Leadership without Easy Answers
by Ronald A. Heifetz (Harvard University Press, 1994)
What are the big take-aways?
Heifetz posits there are primarily two types of problems that call for different leadership styles, and that it’s critical for leaders to be able to identify which type they’re facing: (1) known “technical” problems requiring technical solutions, and (2) unprecedented “adaptive” challenges requiring adaptive leadership. Technical problems are those that we already know how to approach because they are paradigmatically similar to issues that have come up in the past, and they can be successfully solved by experts. Problems requiring adaptive leadership are emergent challenges that have never been encountered before (and there are more and more of those in our flattening, accelerating and globalizing society). An adaptive leader must grow throughout the process of solving an adaptive challenge (via disequilibrium, experimentation and learning) because the unknown new reality requires a different way of operating and mobilizing others.
Why did I like it?
I suspect one reason this book has become a classic in leadership literature is that it lays out simple, common-sense ideas about the nature of leadership and authority which every leader (or follower) can recognize, even though the implications of those ideas are extremely complex.
The most fascinating part of the book was – among other case studies – the extensive discussion of President Lyndon Johnson’s successful adaptive leadership on domestic issues during his administration, most notably on civil rights. (This is offered in contrast to his administration’s failures on the Vietnam War, where technical solutions were applied to what may also have been an adaptive challenge.) One reason that I appreciate Heifetz’ theory so much – from my perspectives as an educator and a coach – is because adaptive leadership is presented as a learning process that happens within a “holding environment” created by the leader.

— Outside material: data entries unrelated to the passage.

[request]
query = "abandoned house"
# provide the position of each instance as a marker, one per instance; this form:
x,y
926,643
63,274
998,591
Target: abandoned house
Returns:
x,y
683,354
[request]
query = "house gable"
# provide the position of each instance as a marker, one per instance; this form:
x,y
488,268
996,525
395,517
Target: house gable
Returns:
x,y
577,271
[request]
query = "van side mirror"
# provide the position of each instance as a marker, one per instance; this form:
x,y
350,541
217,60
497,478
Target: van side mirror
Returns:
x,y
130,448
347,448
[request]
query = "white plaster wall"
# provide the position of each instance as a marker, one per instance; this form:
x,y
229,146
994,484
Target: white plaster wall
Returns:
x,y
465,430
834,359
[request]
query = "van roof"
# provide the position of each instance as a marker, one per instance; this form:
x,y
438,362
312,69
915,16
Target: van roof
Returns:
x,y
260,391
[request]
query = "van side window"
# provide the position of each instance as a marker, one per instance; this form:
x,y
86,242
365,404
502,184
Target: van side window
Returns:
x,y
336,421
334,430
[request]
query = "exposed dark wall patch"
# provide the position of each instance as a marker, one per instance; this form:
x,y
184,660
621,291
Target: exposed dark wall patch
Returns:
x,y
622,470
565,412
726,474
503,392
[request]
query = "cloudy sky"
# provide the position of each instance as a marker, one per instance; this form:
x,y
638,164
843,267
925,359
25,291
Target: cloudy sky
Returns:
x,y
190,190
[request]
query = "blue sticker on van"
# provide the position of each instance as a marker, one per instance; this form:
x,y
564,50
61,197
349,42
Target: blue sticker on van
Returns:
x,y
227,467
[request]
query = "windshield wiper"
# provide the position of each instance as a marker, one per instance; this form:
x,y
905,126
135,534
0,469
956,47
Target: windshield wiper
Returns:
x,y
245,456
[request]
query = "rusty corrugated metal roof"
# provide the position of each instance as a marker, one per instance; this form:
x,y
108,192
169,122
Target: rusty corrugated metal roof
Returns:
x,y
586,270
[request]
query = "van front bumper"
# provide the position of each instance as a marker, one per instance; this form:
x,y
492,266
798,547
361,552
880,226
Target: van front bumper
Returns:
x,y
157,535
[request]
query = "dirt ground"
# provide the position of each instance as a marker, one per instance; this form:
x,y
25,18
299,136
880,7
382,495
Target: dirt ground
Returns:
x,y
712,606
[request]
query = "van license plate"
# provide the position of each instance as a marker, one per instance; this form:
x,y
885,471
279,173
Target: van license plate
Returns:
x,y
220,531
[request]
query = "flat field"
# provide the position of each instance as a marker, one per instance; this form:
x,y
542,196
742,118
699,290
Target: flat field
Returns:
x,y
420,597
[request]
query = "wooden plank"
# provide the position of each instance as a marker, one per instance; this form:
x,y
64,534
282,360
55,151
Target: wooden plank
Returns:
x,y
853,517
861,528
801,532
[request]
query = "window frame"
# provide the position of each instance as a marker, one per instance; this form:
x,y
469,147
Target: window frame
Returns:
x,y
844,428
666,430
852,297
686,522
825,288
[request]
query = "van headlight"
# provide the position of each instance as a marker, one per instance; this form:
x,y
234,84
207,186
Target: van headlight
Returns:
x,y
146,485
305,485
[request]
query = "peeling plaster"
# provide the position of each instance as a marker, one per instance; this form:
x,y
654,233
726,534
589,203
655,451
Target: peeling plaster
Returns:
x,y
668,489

Heifetz postulates “five strategic principles of leadership” (p. 128) which allow a leader to use the position of authority to meet an adaptive challenge:
In what situations would this be useful?
More than anything else, Heifetz’ theory is a problem-solving approach for people who are leading – and/or leading a response to – major change. Heifetz is very validating about how no leader of a change process emerges unscathed from it; he describes effective leadership as a “razor’s edge,” and leaders as being subject to cuts, and attack. On page 127 he explicitly asserts that “Even the most agile cannot dodge these attacks completely, nor shield himself, mentally and physically, from an assortment of wounds.”
To deal with these realities, Heifetz offers strategies in the final part of the book, titled “Staying Alive.” The essay that I think is of most practical use to leaders who are already inside of change is the subchapter called “The Personal Challenge.” In it, he speaks to the importance of: balancing action with reflection (which he calls “getting on the balcony”); distinguishing the leadership role from the leader’s self; externalizing the conflict; finding confidants and allies; listening (“using oneself as data”); finding a sanctuary; and preserving a sense of purpose.
What other resources might “pair” well with it?
While I have not utilized it yet, myself, in an applied setting, I own and like the “handbook” Heifetz and his colleagues came out with in 2009, The Practice of Adaptive Leadership: Tools and Tactics for Changing Your Organization and the World (Harvard Business Press). Also, Heifetz’ leadership theory would pair nicely with a couple of my favorite workbooks which promote self-awareness, self-discipline and resilience, such as Leadership from the Inside Out by Kevin Cashman (Berrett-Koehler Publishers, 2008), and Finding Your True North by Bill George (reviewed previously in the Leadership Library).